Lutz Seiler
Le poids du temps
Nouvelles traduites de l’allemand par Uta Müller et Denis Denjean
Postface de Jean-Yves Masson
Collection : Der Doppelgänger
256 pages
19,00 €
978-2-86432-784-4
mars 2015
Les nouvelles de Lutz Seiler, dont une bonne moitié relèvent de l’autofiction, ont toutes pour toile de fond l’Allemagne de l’Est où l’auteur a grandi, et dont il restitue l’atmosphère avec un art de la narration exceptionnel. Ses héros sont issus comme lui-même de cette classe ouvrière censée être l’objet de toutes les attentions du régime, mais dont le quotidien restait inévitablement banal, avec ses joies et ses misères cachées. Les mots qui n’ont pas été dits, ceux qui l’ont été mais qu’on a mal interprétés ou qui sont restés incompréhensibles, et aussi les oublis et les négligences en tous genres, les coups de téléphone donnés trop tard, les bonnes intentions non suivies d’effet, sont au cœur de ces nouvelles qui disent comment, dès l’enfance, toute destinée se charge de culpabilité. Comment le temps, la plus immatérielle des choses, pèse sur les épaules des êtres, dont même la force apparente cache toujours une irrémédiable fragilité.

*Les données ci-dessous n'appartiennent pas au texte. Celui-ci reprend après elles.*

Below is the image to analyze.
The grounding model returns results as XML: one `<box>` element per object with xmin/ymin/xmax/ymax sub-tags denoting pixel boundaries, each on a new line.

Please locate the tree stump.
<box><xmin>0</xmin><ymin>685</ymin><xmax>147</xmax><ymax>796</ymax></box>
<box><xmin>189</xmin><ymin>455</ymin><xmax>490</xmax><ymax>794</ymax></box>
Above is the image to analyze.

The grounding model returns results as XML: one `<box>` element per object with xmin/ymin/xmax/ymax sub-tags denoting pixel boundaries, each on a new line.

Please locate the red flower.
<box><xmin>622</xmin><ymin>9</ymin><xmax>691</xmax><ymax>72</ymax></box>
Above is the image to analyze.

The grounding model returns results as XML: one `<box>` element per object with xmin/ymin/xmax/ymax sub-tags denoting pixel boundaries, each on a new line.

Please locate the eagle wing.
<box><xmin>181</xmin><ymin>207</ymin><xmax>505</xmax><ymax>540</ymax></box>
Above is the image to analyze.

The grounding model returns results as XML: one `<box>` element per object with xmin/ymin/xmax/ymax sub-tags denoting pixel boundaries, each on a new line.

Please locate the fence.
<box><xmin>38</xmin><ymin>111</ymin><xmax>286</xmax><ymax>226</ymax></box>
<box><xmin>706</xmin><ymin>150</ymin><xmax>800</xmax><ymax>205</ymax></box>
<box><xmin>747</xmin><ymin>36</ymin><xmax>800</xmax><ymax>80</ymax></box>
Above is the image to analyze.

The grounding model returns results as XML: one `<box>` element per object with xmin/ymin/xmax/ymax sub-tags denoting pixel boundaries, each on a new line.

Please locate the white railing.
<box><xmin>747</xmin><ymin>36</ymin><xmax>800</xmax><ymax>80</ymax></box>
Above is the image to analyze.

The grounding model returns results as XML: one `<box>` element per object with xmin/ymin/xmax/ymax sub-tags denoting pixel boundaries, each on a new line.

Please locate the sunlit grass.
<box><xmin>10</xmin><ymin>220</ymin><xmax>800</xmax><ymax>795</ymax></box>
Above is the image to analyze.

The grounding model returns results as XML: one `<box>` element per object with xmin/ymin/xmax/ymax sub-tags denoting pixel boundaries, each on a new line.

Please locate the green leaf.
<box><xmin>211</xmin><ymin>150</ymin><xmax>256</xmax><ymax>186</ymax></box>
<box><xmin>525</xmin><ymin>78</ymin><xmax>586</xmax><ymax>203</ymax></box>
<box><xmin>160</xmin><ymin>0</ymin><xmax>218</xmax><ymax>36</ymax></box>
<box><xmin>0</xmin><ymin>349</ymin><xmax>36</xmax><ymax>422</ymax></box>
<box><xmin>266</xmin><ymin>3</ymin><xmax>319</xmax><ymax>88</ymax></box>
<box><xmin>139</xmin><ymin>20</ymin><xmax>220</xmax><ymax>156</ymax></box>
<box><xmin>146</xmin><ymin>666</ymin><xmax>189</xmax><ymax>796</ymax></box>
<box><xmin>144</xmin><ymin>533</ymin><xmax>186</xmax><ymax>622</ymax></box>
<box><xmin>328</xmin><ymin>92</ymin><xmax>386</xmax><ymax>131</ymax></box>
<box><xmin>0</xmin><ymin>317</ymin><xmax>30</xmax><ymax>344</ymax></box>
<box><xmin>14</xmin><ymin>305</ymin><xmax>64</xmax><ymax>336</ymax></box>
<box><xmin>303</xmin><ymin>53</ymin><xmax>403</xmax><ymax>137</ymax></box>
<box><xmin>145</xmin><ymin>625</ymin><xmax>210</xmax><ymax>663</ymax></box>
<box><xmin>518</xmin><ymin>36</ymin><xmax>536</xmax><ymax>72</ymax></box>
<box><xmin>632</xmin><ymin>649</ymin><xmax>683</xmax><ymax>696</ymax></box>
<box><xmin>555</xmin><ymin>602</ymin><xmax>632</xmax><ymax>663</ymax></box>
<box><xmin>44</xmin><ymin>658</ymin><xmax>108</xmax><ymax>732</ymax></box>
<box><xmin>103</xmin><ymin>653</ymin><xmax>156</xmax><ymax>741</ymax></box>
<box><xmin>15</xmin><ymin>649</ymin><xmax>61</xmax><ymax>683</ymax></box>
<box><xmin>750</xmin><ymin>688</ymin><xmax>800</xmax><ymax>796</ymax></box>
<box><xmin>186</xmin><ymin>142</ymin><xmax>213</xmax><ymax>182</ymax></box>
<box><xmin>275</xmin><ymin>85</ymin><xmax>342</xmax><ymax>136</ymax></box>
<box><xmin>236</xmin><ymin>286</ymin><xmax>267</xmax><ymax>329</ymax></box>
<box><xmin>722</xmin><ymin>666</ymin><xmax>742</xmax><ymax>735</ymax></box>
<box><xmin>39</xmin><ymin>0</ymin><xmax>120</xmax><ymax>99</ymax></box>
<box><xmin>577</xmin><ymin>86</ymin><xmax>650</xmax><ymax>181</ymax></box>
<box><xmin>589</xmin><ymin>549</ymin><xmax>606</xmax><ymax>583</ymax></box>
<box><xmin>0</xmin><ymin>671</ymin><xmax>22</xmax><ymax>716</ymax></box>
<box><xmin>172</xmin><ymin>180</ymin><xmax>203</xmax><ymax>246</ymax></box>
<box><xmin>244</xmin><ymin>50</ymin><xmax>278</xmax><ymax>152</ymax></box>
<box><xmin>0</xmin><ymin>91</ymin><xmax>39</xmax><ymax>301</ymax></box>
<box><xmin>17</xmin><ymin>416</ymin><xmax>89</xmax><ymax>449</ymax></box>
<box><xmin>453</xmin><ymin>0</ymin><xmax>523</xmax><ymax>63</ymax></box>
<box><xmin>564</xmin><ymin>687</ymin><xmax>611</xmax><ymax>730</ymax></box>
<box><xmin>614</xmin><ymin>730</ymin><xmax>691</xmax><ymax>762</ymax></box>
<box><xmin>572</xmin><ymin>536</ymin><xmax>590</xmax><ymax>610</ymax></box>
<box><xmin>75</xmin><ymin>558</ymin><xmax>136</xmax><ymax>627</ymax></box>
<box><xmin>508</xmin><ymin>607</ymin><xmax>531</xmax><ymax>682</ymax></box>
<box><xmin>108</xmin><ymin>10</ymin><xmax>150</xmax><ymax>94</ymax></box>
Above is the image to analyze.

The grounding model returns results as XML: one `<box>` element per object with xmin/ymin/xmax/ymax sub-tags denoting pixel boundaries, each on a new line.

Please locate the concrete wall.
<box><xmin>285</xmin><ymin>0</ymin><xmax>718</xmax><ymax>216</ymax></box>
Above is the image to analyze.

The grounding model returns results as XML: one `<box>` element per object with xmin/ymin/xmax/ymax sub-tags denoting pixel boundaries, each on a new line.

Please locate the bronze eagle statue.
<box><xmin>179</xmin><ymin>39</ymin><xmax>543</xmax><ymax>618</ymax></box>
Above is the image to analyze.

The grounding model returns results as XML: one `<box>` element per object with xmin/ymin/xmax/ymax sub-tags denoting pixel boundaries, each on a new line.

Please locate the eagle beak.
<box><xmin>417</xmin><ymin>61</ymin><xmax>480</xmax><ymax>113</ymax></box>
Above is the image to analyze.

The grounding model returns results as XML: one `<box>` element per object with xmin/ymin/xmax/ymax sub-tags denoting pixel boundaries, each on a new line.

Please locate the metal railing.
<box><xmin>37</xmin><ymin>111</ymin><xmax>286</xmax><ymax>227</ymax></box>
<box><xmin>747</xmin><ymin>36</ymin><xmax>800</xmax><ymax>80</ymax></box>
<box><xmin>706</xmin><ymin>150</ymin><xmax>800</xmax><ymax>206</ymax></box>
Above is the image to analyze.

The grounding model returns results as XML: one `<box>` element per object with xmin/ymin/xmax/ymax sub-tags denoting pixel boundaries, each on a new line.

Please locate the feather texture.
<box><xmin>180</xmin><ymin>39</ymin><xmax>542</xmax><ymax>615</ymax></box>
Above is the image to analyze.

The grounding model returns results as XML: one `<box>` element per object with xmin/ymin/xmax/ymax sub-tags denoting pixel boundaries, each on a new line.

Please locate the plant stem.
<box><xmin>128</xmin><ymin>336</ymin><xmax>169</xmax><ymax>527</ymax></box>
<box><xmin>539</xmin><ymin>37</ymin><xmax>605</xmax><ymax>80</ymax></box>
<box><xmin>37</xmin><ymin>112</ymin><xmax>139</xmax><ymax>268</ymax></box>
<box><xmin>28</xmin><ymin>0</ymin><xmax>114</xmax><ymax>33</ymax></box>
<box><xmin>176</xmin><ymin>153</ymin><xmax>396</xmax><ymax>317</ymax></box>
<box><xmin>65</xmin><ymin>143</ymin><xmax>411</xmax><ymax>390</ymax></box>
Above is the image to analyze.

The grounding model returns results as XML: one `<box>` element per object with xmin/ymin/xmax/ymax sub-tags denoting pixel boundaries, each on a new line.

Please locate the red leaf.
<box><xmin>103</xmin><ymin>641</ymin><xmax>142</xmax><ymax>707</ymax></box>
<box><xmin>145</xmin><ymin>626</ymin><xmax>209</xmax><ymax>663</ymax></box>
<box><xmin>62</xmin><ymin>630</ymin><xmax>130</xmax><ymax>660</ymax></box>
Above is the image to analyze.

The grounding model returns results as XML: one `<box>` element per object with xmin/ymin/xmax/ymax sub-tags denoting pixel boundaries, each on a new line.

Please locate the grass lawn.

Les couchettes du compartiment étaient étroites, et j’étais maladroit. Je n’arrivais guère à me calmer ; je sentais le chauffeur sur ma langue, je le voyais ouvrir violemment la porte de sa chaudière et y jeter sans arrêt du charbon ; j’avalais, je respirais rapidement, profondément, mais quelque chose restait là et continuait à brûler, ne se laissait pas avaler, plus jamais, c’est ce qui, absurdement, me traversa l’esprit. Puis je sentis la main de la traductrice sur mon épaule, doucement, elle me poussa de sa couchette. Elle-même y était agenouillée, elle me tourna le dos, la joue blottie contre le coussin de la paroi arrière. Lentement je m’approchais d’elle et tandis qu’elle accueillait en elle les vibrations fines et régulières du wagon, ses bercements et balancements, tout en se prêtant aussi aux chocs plus rudes et irréguliers du Turksib, au cours desquels je m’agrippais à ses hanches, je découvris dans la fente entre les rideaux à la fenêtre du compartiment un torrent de points rouges foncés – mais ce n’était qu’une queue de braise qui enveloppait le wagon.